How this interacts with UFH
- Stop a UFH infusion 4 to 6 hours before the procedure.
- Confirm aPTT is normal if required locally.
- Restart about 24 hours after for low or moderate risk, or 48 to 72 hours for higher risk or neuraxial cases, once hemostasis is secure.
Red flags and when to pause
- A dose was given inside the hold window.
- Traumatic puncture or unexpected bleeding.
- Neuraxial catheter still in place.
- CrCl below 30 mL per min without a shift to UFH.
- Platelets are low or other bleeding risks are present.
- No clear sign of hemostasis or the operator is concerned.
If any of these are true, delay and reassess with the team.
Open the AnticoagPlanner Calculator
Source and conservative alignment
- MD Anderson Peri-Procedure Anticoagulants, V8 (approved 07/15/2025) — LMWH/UFH: Appendix D (pp.13–14) and Appendix H (pp.26–28).

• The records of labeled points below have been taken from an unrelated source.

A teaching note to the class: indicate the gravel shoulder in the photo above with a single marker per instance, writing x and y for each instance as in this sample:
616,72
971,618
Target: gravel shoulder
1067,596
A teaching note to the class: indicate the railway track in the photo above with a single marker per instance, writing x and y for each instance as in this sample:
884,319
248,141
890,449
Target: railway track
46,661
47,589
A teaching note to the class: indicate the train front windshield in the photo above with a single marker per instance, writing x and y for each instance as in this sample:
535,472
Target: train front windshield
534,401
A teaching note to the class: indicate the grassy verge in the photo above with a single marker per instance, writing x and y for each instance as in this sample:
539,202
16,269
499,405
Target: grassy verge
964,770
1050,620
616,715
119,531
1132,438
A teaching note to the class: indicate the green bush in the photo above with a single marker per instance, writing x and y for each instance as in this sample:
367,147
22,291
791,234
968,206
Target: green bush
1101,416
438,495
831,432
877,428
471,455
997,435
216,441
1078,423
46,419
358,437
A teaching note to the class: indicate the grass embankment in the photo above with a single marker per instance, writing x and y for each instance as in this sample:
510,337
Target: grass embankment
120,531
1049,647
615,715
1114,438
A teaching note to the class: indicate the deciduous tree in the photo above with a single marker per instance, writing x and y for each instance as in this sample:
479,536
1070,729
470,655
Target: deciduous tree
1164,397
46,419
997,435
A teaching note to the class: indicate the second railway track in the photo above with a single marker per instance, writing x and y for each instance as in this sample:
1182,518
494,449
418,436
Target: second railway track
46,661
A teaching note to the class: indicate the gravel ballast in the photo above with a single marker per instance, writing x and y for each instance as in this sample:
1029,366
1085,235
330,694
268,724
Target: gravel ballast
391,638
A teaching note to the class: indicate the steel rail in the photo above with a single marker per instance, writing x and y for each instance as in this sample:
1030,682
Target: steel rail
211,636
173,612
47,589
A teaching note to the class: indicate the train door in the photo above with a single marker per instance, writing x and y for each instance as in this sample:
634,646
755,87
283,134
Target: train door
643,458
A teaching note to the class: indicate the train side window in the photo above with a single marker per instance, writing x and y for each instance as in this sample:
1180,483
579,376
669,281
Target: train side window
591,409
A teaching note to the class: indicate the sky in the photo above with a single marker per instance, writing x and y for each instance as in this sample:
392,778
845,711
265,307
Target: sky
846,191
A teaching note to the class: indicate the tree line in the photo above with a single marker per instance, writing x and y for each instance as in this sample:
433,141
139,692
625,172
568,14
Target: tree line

- ASRA/Stanford institutional guidance — neuraxial catheter timing: LMWH restart ≥ removal + 4 h; no dosing with catheter in place.
When sources differ, we favor the longer hold and the later restart, especially for neuraxial access and for renal impairment. Never dose LMWH while a catheter is in place. Earliest restart is removal plus 4 hours, then choose the later of that or the baseline restart window.
This article supports, not replaces, clinical judgment. Confirm local policy and ASRA guidance for neuraxial catheters.
Implements: MD Anderson Peri-Procedure Anticoagulants, V8 (approved 07/15/2025). Last updated: 07 Oct 2025.